The Army Court of Criminal Appeals just handed down an opinion on this a few days ago, rejecting the claim, asserted by Sgt. Abdullah Webster as a defense to charges of “missing movement by design and disobeying a superior commissioned officer.” A few highlights:
1. “Appellate defense counsel now assert the military judge erred in accepting
appellant’s plea because he ‘did not freely plead guilty’ and appellant’s ‘guilty plea
was irregular and not freely given because the Islamic scholars … forbade [defendant] from deploying to Iraq [and] doing so would condemn [appellant] to hell.” The court says no: “It is irrelevant that appellant missed movement or failed to obey the orders of
his superior commissioned officers based on religious motives.”
2. Defendant also argues that the federal Religious Freedom Restoration Act provides a defense, presumably because of his view that
Based upon the advice given to me by Islamic Scholars … the conclusions were: 1. Consensus was that this [sic] no Muslims are permitted. 2. Muslims are not allowed to kill another Muslim except under three conditions . . . . Given the religious ruling, any combatant role I undertake would jeopardize my belief and place me in an unfavorable position on the Day of Judgment.
RFRA provides that, when the federal government substantially burdens a person’s religious practice — for instance, by requiring him to do something that his religion forbids — the person is entitled to an exemption (even when the law is generally applicable, and doesn’t single out religious people for special burden) unless the government shows that applying the law to the person is the least restrictive means to serve a compelling government interest.

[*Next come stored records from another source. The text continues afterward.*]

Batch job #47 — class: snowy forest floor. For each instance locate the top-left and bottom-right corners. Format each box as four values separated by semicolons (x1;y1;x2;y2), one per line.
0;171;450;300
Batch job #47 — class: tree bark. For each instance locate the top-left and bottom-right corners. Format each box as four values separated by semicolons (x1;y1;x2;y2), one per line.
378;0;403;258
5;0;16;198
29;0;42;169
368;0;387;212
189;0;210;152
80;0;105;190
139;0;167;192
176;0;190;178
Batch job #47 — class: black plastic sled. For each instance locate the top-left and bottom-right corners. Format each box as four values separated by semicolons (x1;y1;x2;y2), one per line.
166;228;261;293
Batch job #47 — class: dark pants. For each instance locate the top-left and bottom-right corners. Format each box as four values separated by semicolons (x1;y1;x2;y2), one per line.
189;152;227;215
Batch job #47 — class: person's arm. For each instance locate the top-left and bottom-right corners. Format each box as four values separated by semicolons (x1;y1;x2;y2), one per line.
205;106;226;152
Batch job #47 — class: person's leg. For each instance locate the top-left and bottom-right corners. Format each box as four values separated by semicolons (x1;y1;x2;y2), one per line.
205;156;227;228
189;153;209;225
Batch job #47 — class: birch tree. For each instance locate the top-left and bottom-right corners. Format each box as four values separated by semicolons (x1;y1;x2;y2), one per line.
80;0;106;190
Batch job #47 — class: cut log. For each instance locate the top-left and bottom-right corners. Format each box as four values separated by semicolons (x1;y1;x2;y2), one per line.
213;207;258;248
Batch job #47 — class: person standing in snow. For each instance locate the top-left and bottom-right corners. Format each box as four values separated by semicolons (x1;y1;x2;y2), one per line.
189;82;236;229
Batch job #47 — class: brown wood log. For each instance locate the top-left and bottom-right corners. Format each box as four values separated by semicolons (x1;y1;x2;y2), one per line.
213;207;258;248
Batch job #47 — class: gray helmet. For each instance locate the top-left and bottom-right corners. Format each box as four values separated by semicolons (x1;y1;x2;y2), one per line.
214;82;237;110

The court says no: Even if the order burdened defendant’s religious practice (which the court assumes for the sake of argument),
The Army has a compelling interest in requiring soldiers to deploy with their units. As the Supreme Court has said, “[i]t is ‘obvious and unarguable’ that no governmental interest is more compelling than the security of the Nation.” The Army’s primary mission is to maintain national security by fighting and winning our nation’s wars. The Army cannot accomplish this primary mission if it cannot deploy, in a state of military readiness, the various units into which it is organized. Giving soldiers the option to decide selectively whether they wish to participate in particular military operations would undermine the readiness of all units to deploy, and thus compromise the Army’s mission and national security.

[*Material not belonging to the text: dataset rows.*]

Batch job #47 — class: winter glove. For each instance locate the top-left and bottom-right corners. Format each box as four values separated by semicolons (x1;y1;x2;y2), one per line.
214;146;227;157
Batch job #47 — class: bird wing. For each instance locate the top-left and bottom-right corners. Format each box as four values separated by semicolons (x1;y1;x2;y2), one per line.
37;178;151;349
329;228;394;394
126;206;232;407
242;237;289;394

In this case, the Army furthered its compelling interest in the least restrictive manner possible. Although the Army required appellant to deploy with his unit, the Army made numerous allowances for him. The Army afforded him the opportunity to request relief as a conscientious objector. The Army gave him the right to request reasonable accommodation of his religious practices. Finally, although apparently not required to do so by any regulation, appellant’s commander generously allowed appellant to deploy with his unit in a non-combatant role….
As the Supreme Court has stated, “to accomplish its mission the military must
foster instinctive obedience, unity, commitment, and esprit de corps.” … “The inescapable demands of military discipline and obedience to orders cannot be taught on battlefields; the habit of immediate compliance with military procedures and orders must be virtually reflex with no time for debate or reflection.”
Sounds quite right to me. I should also add that the Supreme Court held in Gillete v. U.S. (1971) that people weren’t entitled to a religious exemption from the duty to serve in the military, beyond what was provided by the limited conscientious objector exception (which applies only to those who object to all military service, rather than to those who refuse to fight in what they see as “unjust” wars). Gillette was decided during the era when the Court viewed the Free Exercise Clause as providing a presumptive right to religious exemptions; the Court later reversed that position, but the Religious Freedom Restoration Act basically reinstated the Gillette-era religious exemption doctrine as to the federal government, so Gillette would still be good precedent as to RFRA cases (though for some reason the Army Court of Criminal Appeals didn’t cite it).